Podía imaginar, imaginaba, a Dalmases cerrando los ojos dentro de alguno de esos absurdos descapotables rojos que cambiaba cada tres años, cerrando los ojos y componiendo en su mente los rasgos dispersos y mutables de un niño a quien no había visto nunca, con el montón de hojas manuscritas entre los dedos... Cerrando los ojos y abriéndolos después al mar, porque detrás, y más allá, del removerse del oleaje, estaba ella.
Alguien bostezaba y se dormía, satisfecho, con las manos de un chico que hubiera podido ser su hijo entre sus manos. Alguien se dormía, escorándose hacia el sueño de los vivos. Y ese alguien era yo.

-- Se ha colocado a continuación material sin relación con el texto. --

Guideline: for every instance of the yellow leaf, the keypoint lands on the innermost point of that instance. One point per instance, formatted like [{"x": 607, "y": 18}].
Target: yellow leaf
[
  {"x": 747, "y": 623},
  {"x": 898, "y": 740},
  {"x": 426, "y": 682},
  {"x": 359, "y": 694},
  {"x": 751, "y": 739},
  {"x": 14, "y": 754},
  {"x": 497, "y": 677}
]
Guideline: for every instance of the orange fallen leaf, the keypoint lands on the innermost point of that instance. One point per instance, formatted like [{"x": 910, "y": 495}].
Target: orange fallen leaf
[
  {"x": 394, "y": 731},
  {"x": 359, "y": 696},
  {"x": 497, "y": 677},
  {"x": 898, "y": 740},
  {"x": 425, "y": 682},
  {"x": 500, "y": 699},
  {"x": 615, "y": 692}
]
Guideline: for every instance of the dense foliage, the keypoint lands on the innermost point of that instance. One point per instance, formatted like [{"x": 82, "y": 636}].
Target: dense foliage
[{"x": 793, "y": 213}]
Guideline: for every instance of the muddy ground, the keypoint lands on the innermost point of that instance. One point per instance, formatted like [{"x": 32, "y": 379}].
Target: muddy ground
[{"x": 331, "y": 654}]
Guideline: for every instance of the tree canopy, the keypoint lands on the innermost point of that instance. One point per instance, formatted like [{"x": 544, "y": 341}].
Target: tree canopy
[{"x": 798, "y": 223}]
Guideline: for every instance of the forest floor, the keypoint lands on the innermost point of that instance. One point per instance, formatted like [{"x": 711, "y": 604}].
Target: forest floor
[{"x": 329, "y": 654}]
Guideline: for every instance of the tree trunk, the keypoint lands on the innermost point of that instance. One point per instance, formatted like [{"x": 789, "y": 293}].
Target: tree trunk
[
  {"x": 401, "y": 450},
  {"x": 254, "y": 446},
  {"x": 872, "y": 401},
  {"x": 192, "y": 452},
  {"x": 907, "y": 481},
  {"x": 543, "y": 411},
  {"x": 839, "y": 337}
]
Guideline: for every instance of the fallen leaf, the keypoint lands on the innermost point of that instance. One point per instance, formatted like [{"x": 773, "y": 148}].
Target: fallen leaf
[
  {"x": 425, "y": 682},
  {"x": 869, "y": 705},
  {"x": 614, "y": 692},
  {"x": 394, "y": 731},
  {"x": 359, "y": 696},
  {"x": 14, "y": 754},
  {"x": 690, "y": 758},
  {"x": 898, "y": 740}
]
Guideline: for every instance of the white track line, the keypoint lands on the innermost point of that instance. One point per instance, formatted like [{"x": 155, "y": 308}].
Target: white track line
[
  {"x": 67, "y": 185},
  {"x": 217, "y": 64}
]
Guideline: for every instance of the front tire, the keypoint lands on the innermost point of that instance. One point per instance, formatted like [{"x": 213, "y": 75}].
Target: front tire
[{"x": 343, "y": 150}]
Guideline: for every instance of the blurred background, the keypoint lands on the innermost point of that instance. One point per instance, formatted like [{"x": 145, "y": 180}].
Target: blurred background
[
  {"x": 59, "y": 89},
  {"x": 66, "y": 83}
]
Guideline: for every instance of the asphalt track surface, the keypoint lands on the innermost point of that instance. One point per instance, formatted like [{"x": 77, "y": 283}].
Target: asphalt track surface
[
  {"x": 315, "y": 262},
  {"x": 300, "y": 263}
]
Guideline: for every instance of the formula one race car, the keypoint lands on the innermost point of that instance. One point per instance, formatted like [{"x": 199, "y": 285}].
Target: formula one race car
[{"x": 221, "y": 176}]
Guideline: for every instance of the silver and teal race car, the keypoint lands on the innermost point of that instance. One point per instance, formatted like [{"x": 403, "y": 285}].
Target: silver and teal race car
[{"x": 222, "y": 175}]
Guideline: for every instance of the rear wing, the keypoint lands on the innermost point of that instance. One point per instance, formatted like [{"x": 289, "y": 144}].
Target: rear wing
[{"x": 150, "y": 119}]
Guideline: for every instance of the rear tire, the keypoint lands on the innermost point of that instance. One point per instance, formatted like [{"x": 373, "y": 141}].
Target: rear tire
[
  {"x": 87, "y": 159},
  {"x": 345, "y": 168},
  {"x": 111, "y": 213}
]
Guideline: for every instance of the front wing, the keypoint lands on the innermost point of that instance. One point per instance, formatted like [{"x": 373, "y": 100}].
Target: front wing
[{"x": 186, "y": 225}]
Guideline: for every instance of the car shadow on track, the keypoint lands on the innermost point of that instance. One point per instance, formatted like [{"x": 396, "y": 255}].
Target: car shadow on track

Se ha adormecido unos instantes sobre el hombro de alguien, y de pronto ya no está allí, ha volado muy lejos de esa pajarera inmensa y sucia de orines y excrementos, respira el aire fresco de una calle y lo mira todo, los árboles y los escaparates de las tiendas, desde muy abajo, porque es una niña muy pequeña a la que otros cuidan y alimentan y llevan aún en brazos o de la mano a la hora del paseo. Se le han desabrochado los cordones de los botines diminutos, y se inclina para atárselos, aunque todavía no ha aprendido a hacerlo y entonces siente esas manos que tiran de ella hacia atrás, percibe esas voces conminatorias que la reclaman, y la instan a volver. A volver. «Mamá, mamá, por favor.» «Señora Landerman, Anne... Annelies. Basta.» Oye, muy cerca de sus oídos, el estampido de un golpe... Pero hasta que no se lleva, estupefacta, la mano a la cara no siente el dolor. «No está usted sola, Anne. Compórtese. Por sus hijos.» Edith Vaisberg acaba de soltarle una tremenda bofetada. «No vuelvas a hacerlo, mamá», las manos de Ilse aferran sus muñecas, hincándole las uñas. La mantiene sujeta con una fuerza que la sorprende. Y Herschel... Herschel no la mira, lloriquea, con la cara escondida sobre el hombro de Emmanuel. Lloriquea, sin duda ya no tiene fuerzas para llorar, se ha pasado media noche llorando de hambre, llorando y durmiendo a ratos y despertándose enseguida por culpa de las pesadillas y de los calambres en el estómago. Lloriquea y tiembla, y Emmanuel le pasa por los rizos oscuros que ha heredado de ella una mano mecánica, mientras repite conciliador «vamos, vamos». No vuelvas a hacer el
qué,
desearía preguntarles, pero entonces lo recuerda todo, las sirenas de la alarma aérea en medio de la semioscuridad del toque de queda, los gritos y los aplausos demenciales en las gradas —
Allez, la RAF, (
RAF: Royal Air Forcé, aviación británica.)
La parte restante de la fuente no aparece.